"Well, what is it?" asked the guardian. "Is the princess still in Paris? I did not notice the postmark."
"The Princess Zulieski is with her son at C----," returned Waldemar, who seemed to have an aversion to the names mother and brother. "They wish to see me there, and I shall ride over to-morrow."
"You will do no such thing!" said Herr Witold. "Your princely relatives have for years ignored you, and now you may ignore them. We care no more for them than they for us. You shall not go."
"Uncle Witold, I have had enough of your everlasting commands and prohibitions," cried Waldemar so savagely that his guardian stared at him in open-mouthed wonder. "Am I a schoolboy who must ask permission for every step I take? At twenty-one years of age, have I not a right to decide whether I will go and see my mother? I have already decided. I shall ride over to C---- to-morrow morning."
"Tut! tut! don't be so furious about it," said the old gentleman, more astonished than angry at this sudden outbreak of a fury he could not understand. "Go where you like for all me, but I will have nothing to do with this Polish gentry, I tell you that!"
Waldemar found refuge in an indignant silence, and ere long, taking his fowling-piece and whistling to his dog to follow him, he left the house. Herr Witold gazed after his ward, shaking his head dubiously, but all at once a new idea seemed to dawn upon him; he took up the letter Waldemar had carelessly flung upon the table, and read it through. His brow grew dark in turn, as he read, and his voice broke out into fury.
"I thought so!" he exclaimed, striking with his clenched hand upon the table, "this is just like our lady-princess. In half a dozen lines she goads the young fellow on to revolt against me; I now see what all at once made him so defiant. Doctor, just listen to this precious epistle."

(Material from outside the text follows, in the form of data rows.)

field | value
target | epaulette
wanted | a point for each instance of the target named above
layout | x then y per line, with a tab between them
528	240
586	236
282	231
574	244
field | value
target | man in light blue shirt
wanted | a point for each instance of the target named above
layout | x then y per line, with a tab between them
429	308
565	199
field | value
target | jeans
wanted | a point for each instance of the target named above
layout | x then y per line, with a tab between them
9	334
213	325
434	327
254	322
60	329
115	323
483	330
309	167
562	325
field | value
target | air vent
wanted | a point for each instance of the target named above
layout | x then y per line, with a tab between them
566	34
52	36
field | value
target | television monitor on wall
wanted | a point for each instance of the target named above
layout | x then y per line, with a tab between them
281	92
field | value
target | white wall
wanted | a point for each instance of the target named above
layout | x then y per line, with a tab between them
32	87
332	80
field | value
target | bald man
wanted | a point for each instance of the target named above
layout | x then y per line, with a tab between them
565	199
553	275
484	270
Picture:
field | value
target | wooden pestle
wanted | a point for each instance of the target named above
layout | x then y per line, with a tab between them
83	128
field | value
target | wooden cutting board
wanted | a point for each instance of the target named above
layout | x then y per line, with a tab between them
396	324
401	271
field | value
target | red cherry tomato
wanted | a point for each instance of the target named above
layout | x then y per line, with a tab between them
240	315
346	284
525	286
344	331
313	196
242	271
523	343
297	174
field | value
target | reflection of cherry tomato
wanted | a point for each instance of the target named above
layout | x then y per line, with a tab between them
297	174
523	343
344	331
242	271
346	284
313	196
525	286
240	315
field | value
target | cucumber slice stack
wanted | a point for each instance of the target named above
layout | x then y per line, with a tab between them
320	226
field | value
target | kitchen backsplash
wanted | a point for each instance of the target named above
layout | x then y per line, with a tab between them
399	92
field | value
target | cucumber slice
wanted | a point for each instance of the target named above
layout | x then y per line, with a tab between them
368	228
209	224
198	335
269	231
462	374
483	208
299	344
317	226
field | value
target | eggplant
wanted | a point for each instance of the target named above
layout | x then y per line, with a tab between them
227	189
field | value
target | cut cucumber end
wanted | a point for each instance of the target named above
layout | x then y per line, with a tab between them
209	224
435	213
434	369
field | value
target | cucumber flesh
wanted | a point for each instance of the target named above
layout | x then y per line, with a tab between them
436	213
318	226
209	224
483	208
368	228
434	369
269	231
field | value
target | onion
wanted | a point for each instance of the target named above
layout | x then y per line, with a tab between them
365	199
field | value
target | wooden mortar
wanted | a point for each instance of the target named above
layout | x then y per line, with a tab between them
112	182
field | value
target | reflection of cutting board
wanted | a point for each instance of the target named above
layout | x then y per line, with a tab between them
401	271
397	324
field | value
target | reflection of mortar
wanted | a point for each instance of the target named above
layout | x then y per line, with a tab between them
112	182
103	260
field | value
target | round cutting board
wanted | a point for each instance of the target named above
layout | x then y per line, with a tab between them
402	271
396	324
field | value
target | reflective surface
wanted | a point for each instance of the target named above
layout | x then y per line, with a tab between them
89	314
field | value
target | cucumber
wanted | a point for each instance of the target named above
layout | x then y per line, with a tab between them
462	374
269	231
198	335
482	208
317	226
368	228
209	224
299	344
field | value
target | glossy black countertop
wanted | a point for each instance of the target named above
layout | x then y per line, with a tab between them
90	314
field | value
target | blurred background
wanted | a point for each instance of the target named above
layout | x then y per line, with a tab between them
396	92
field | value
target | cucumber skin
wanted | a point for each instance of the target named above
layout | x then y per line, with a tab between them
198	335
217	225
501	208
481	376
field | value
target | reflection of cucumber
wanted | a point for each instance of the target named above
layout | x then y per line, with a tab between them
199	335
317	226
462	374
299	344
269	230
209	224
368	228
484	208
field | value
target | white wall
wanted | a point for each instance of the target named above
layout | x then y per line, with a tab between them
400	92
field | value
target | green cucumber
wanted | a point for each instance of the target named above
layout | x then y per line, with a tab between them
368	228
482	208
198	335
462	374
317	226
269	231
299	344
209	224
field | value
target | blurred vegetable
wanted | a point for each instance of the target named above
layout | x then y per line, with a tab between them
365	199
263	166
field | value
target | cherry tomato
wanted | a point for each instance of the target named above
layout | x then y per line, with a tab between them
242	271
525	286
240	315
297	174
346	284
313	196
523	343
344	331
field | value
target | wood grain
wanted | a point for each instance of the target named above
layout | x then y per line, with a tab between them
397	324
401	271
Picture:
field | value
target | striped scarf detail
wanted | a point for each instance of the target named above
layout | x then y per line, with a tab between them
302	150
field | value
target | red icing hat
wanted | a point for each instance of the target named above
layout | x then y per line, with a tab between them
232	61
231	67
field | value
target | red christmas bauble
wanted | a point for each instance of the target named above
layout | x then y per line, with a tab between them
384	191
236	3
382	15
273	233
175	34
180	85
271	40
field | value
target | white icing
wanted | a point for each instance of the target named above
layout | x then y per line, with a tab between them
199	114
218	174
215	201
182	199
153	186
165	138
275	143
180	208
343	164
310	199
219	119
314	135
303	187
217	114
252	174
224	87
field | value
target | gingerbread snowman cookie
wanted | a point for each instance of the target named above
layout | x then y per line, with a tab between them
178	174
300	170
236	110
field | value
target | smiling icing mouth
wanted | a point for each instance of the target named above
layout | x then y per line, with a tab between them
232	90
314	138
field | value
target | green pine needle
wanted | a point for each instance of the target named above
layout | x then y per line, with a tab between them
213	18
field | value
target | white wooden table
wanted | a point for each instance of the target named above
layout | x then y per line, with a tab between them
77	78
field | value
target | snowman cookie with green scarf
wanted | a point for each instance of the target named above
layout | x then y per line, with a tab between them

"'My Son: Years have passed since I received a word or sign of life from you,'--('As if she had given him one!' interpolated the reader.)--'I know only through strangers that you are living at Altenhof with your guardian. I am at present in C----, and it will delight me to see you there and introduce you to your brother. I do not really know'--, ('Listen, doctor, now comes the sting')--'I do not really know whether you will be allowed to make this visit, as I am told that, although you have attained your majority, you are still entirely under your guardian's control.'--('Doctor, you yourself can testify how that young scoundrel defies and overreaches us every day.')--'I do not question your willingness to come, but I doubt whether you can obtain the required permission. I have thought best to write to you, and I shall see if you possess independence enough to gratify this wish of your mother, the first she has ever expressed to you, or if you dare not attempt it'--('This dare is underlined.')--'In the former case, I expect you immediately, and close with kindest greetings from your brother and myself.
"'Your Mother.'"
Herr Witold was so exasperated that he flung the letter upon the floor. "This is a fine piece of strategy in the princess-mother," he said. "She knows as well as I what a self-willed fellow Waldemar is; and if she had studied him for years, she could not have approached him on a weaker side. The mere thought of compulsion enrages him. I might now move heaven and earth to keep him here, and he would go, merely to prove that he has his own way. What have you to say on the subject?"